The recent DDoS attacks impacting Swedish cable, Internet and mobile service provider, TeliaSonera is another grim reminder of the impact a DDoS attack can have not only on the business itself, but the 5 million subscribers that were left without service, and left "Sweden not working", as TeliaSonera’s CEO Johan Dennelind has stated publically.
There are a few unique points to take away from this particular attack. The sheer scale of Internet, mobile and cable operators network infrastructure and massive customer base presents an incredibly attractive attack surface. With multiple entry points and significant aggregate bandwidth available make these providers one of the most vulnerable targets for DDoS attacks.
Solution Providers need to protect their internal infrastructure so that they are not used as the attack vector. Due diligence around patching servers combined with inline DDoS protection and comprehensive security forensics will allow providers to quickly determine that their infrastructure has been compromised. Another equally dramatic takeaway is the escalating malicious use of standard Internet services such as DNS (Domain Name System) and NTP (Network Time Protocol) as unwilling attack drones for third-party Distributed Denial of Service (DDoS) attacks. In reflection or amplification DDoS attack scenarios, the legitimate infrastructure of the Internet is tricked into attacking innocent victims.

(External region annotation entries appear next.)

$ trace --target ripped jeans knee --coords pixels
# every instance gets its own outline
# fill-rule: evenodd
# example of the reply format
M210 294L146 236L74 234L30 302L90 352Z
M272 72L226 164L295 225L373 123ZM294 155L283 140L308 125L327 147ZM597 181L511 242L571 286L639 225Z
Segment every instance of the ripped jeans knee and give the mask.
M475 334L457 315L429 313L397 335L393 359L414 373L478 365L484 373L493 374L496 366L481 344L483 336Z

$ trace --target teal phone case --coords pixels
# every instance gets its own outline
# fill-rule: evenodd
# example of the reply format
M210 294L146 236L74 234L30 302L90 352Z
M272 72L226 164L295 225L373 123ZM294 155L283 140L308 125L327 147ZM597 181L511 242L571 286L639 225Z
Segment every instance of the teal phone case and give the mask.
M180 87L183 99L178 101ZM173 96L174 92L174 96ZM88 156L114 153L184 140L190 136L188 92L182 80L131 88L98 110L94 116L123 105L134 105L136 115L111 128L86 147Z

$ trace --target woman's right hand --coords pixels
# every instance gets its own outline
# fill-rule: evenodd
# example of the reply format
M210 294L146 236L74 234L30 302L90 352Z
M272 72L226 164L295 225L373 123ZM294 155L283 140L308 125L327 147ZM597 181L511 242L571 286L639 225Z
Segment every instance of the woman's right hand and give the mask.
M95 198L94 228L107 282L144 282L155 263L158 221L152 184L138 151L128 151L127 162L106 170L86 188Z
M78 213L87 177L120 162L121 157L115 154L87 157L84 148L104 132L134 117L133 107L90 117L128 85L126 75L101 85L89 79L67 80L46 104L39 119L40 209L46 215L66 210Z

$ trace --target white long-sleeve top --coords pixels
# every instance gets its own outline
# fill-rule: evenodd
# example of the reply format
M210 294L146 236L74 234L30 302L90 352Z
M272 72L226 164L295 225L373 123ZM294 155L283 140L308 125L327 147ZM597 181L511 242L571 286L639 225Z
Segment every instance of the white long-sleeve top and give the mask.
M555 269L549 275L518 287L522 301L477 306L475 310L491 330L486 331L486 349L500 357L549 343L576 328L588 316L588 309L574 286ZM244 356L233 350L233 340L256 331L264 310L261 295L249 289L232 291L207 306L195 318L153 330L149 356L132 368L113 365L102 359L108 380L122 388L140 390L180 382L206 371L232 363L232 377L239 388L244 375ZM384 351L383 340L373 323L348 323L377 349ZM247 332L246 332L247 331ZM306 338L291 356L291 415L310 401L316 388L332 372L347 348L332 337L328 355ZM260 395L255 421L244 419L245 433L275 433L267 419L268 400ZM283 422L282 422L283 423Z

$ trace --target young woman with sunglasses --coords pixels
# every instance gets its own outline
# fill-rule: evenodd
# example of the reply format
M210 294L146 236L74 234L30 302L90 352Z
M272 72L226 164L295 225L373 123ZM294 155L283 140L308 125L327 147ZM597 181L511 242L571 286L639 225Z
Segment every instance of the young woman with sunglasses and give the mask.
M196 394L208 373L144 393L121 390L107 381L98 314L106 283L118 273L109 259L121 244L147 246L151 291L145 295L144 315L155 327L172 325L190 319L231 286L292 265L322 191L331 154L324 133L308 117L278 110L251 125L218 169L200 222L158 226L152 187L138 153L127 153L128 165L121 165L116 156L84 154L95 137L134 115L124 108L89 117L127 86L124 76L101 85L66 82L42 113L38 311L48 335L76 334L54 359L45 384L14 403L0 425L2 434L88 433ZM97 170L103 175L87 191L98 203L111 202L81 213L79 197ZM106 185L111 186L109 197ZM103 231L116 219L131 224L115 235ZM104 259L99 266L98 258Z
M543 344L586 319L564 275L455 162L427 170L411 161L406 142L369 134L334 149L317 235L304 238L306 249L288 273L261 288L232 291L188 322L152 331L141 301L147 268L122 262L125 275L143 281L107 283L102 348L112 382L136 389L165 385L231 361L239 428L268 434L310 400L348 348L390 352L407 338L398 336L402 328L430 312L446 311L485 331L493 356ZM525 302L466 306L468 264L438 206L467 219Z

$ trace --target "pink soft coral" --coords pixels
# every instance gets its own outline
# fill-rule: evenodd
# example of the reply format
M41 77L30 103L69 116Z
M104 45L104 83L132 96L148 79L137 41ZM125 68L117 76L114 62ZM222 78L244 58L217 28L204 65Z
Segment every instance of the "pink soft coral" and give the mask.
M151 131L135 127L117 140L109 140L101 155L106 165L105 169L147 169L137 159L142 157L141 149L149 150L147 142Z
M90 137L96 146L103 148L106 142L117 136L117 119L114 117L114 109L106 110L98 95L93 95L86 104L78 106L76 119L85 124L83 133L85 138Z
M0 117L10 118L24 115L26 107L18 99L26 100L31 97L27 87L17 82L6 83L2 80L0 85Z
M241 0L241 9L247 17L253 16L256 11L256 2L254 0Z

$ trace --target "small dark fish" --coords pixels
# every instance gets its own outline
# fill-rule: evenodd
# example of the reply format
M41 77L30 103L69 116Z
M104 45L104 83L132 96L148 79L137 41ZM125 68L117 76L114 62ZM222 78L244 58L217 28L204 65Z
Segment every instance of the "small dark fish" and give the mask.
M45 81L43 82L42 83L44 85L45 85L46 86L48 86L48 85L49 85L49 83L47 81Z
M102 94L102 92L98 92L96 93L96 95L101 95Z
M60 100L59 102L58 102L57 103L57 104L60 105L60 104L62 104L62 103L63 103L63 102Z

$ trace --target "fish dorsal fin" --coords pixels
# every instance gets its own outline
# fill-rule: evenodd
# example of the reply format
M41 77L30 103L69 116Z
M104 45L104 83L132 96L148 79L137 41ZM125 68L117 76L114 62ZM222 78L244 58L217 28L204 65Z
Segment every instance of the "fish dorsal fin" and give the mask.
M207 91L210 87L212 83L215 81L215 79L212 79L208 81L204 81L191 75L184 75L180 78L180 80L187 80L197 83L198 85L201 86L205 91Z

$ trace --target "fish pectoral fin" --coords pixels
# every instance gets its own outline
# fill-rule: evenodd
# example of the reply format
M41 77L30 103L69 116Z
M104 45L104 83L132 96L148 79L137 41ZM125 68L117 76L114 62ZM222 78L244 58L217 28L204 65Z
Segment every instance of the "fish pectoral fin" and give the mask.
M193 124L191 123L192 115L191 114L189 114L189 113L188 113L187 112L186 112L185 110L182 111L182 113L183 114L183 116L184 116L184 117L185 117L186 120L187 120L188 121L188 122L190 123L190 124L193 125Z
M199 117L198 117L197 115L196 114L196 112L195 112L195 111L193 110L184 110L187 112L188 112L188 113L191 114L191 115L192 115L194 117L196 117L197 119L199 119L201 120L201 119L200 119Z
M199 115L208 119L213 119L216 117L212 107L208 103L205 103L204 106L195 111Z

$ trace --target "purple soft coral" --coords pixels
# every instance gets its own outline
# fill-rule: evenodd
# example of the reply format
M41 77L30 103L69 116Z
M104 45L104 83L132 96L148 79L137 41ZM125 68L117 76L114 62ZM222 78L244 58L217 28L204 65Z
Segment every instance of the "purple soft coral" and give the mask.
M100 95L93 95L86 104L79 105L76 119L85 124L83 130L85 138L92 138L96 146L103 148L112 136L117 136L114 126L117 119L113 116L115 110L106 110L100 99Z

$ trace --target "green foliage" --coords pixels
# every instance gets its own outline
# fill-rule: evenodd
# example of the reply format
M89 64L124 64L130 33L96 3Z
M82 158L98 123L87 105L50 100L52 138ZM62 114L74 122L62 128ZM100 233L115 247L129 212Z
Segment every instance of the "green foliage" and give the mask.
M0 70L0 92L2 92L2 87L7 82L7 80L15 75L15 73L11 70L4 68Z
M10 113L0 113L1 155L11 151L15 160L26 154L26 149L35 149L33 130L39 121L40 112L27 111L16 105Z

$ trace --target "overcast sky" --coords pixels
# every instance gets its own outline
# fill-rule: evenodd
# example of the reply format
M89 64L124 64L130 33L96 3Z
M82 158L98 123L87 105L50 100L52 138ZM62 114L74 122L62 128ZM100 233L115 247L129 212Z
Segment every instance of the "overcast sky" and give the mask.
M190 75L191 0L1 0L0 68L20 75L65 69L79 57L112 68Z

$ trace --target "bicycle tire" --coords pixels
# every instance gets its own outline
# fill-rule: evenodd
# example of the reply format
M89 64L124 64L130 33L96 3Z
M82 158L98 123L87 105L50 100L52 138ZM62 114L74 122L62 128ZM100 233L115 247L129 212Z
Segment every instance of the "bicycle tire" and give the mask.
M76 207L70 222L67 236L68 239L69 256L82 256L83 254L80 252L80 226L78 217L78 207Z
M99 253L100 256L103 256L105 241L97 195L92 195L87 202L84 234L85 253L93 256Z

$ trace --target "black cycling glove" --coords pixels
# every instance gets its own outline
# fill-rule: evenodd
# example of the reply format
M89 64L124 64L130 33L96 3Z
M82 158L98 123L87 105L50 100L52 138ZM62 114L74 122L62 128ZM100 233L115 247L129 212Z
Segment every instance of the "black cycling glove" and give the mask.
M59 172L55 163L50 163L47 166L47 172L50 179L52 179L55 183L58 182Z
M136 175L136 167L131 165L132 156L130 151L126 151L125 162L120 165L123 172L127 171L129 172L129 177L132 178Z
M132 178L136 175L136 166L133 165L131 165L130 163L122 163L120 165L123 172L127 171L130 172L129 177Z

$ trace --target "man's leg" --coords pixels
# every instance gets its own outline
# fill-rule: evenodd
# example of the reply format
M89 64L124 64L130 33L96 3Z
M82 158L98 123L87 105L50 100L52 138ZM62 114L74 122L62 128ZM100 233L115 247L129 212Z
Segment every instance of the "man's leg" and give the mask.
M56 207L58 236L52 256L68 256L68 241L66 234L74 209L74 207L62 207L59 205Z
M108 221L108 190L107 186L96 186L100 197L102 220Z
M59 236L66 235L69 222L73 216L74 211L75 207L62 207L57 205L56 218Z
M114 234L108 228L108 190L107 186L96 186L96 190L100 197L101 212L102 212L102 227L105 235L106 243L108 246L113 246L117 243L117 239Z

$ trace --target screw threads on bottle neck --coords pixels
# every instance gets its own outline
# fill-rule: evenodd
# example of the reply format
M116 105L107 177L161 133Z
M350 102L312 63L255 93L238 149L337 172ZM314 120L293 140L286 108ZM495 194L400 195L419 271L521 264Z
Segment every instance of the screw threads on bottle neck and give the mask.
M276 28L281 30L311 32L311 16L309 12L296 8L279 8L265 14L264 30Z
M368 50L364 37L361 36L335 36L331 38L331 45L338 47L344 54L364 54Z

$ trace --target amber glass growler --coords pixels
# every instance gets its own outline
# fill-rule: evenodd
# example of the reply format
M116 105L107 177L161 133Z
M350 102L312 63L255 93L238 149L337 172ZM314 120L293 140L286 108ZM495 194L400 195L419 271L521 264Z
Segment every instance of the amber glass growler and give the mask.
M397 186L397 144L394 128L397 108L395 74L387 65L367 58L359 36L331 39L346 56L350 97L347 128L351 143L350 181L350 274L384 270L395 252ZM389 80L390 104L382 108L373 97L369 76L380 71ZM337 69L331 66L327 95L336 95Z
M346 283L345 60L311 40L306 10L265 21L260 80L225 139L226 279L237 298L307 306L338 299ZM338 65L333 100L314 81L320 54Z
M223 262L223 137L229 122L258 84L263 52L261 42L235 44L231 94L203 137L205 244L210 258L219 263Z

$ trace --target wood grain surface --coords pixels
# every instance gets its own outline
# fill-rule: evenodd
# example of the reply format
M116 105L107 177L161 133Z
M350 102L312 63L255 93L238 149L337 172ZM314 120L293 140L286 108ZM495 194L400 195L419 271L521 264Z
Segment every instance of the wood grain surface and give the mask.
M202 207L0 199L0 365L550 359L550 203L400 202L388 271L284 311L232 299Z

These specific services are just two common examples of Internet services with vulnerable populations of millions of publicly accessible servers that can be easily co-opted as "bots-on-demand" without any security compromise needing to have taken place in advance of the attack. These innocent servers are just sitting out there, waiting to be called into action to attack at a moment’s notice. Based on reports outlining details of the TeliaSonera takedown, it appears as though some kind of massive amplification attack rendered their services inaccessible for extended periods of time.
As these DDoS attacks have confirmed once again, no single company, organization or government is up to the task of securing the Internet. However, it is encouraging to learn that Swedish postal and telecoms regulator, PTS is organizing efforts to collaborate with telecommunications operators in early 2015 to engage in a dialogue to identify further remediation and protection against these types of attacks in the future.
In order to implement proper protection against DDoS attacks with the performance and scale required by carrier networks, a new architectural approach to DDoS and volumetric attack mitigation will be required. It is no longer sufficient to think in terms of attack mitigation performance in the 1-2 Gbps range. Service providers will need to provide this capability across multiple 40G and 100G links. Fortunately, there have been a number of recent technological improvements utilizing both purpose-built and high-performance security appliances. That means they can be utilized to instantiate arrays of DDoS mitigation engines that can scale into the Terabit range -- designed to offer real-time protection against these evolving threats.